Thursday, November 6, 2008

UU's are Thankful for . . .


If I have one goal in my life, it is to engage in the act of gratitude each and every day, if not each and every moment. In the midst of everything that can go wrong or may not be perfect, there is ALWAYS something to feel blessed about out and to be thankful for.

Last Sunday at Fellowship, my kids and I began exploring the themes of Thanksgiving. We have yet to consider the historical implications of the holiday; we've only discussed the practice of recognizing what you are thankful for in your life.

What this has done for me is to remind me to be mindful of what I am thankful for in my own life. While on a bike ride with a friend on Sunday, I gained insight into a really special one:

I am thankful for the people in my life who encourage me to try new things, to push myself further, and to seize every available moment to experience life.

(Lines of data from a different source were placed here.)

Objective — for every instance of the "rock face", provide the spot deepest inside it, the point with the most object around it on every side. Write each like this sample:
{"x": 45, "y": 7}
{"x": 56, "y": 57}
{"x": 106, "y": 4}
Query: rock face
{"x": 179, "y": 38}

What are you thankful for today?

4 comments:

plaidshoes said...

We started three (one for each kid)trees at our house. I hope by Thanksgiving the trees are full of things they are thankful for. I also opened it up to helpful things they have done for others. I think it is a great visual idea. I hope to do each year.

Bill Baar said...

We asked my son once and he told us he was thankful for the decomposers.

He had learned about worms and things in a science class (this must have been second or third grade) and the cycle of life and how decomposers started the cycle off again...

He was thankful for them.

Shannon said...

decomposers! I love it.

Bill Baar said...

thanks Shannon...

a post on Thankfulness I wrote a few years ago.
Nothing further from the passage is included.